The best thing I think Rails still has is ActiveAdmin. Everything else, I really can take or leave.

4 comments

Admin is the one area where Django has the edge, but it's enough on its own for me to push Django over Rails for a lot of "just put a UI around some data, please" use cases.
> The best thing I think Rails still has is ActiveAdmin. Everything else, I really can take or leave.

ActiveAdmin gets you off the ground very quickly, but is also extremely inflexible (and, IIRC, poorly maintained). The last time I worked on an ActiveAdmin backend we had to use all sorts of weird hacks to build the interface the way our backoffice team needed it to be.

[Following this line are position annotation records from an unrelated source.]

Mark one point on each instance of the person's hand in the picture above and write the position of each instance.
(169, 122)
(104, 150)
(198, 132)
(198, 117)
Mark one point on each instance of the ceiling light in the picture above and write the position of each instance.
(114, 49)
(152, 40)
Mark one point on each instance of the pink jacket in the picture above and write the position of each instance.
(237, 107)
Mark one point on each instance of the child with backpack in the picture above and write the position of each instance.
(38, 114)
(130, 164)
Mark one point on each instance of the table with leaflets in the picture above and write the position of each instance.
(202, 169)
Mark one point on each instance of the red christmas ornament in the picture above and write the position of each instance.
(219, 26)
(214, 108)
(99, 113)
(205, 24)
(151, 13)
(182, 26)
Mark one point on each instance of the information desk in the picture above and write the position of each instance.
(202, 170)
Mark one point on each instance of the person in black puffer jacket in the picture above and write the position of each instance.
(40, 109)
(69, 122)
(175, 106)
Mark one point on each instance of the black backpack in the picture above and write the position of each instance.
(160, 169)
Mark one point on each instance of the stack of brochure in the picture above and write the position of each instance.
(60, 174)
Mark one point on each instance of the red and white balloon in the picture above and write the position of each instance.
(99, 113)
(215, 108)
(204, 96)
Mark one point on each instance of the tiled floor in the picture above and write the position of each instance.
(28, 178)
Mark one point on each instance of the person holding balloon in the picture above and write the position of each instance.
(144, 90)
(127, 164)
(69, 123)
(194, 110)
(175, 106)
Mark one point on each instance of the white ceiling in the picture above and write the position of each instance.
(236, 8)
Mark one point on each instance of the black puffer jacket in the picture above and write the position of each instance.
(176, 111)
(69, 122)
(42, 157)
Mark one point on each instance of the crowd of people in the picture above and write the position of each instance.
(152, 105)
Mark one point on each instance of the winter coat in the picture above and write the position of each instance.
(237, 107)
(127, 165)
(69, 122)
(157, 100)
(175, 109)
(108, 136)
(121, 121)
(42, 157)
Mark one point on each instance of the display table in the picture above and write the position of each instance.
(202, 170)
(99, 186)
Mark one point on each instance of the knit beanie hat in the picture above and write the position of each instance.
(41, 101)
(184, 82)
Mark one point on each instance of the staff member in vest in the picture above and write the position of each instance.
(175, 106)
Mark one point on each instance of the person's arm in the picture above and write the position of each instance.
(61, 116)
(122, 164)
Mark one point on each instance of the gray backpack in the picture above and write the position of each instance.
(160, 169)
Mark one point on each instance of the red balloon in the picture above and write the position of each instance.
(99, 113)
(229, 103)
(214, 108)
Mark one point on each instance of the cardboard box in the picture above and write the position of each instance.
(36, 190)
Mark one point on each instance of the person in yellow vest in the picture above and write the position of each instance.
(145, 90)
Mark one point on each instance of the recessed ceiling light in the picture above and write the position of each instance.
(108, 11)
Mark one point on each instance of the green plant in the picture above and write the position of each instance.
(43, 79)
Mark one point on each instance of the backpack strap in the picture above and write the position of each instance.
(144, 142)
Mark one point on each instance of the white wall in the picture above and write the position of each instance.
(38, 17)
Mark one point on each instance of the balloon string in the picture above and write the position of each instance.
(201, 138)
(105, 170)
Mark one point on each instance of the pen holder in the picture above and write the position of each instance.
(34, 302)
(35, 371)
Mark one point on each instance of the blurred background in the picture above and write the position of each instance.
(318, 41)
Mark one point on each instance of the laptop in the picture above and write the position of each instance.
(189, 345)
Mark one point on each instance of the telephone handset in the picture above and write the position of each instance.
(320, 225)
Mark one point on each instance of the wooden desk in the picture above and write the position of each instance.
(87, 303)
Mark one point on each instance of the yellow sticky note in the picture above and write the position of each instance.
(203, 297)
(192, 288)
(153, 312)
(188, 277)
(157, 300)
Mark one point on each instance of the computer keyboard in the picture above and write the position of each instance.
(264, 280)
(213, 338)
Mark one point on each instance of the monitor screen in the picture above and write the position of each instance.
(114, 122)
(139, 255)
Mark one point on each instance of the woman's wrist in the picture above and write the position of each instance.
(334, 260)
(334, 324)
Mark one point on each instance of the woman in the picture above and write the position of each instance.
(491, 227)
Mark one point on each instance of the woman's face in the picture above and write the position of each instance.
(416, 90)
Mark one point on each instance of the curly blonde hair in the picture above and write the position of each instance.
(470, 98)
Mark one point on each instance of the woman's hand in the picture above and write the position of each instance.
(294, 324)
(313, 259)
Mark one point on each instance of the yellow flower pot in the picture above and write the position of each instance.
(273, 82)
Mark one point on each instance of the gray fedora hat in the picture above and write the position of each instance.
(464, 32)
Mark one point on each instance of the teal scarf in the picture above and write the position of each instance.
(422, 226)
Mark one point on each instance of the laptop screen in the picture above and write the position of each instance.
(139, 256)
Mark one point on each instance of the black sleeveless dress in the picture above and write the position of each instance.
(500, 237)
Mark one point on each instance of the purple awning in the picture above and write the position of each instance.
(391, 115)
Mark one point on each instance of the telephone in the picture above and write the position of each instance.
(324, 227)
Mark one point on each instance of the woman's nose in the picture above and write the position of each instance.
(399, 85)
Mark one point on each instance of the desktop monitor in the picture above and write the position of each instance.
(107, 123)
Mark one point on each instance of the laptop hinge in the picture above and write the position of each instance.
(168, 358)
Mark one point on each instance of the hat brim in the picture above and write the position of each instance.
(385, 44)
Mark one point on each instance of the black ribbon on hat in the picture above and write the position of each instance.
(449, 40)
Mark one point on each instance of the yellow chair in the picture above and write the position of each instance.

AA is really just some wrapper and glue around some other tools… which aren’t super well documented either, but it definitely does mean that a) you can do weird/custom stuff, and that it’s a PITA to figure out how.
In another company I had to completely replace ActiveAdmin with "vanilla" Rails abstractions as it was quite buggy and caused Rails to hang indefinitely as soon as you edited any ruby file. The admin part also turned out to be the most used part of the app, so it probably made sense to replace it in any case, but the bugginess at the time was more than I could handle.
I recall Active admin having really clunky UI a couple years ago. I just checked it again and it looks really sleek!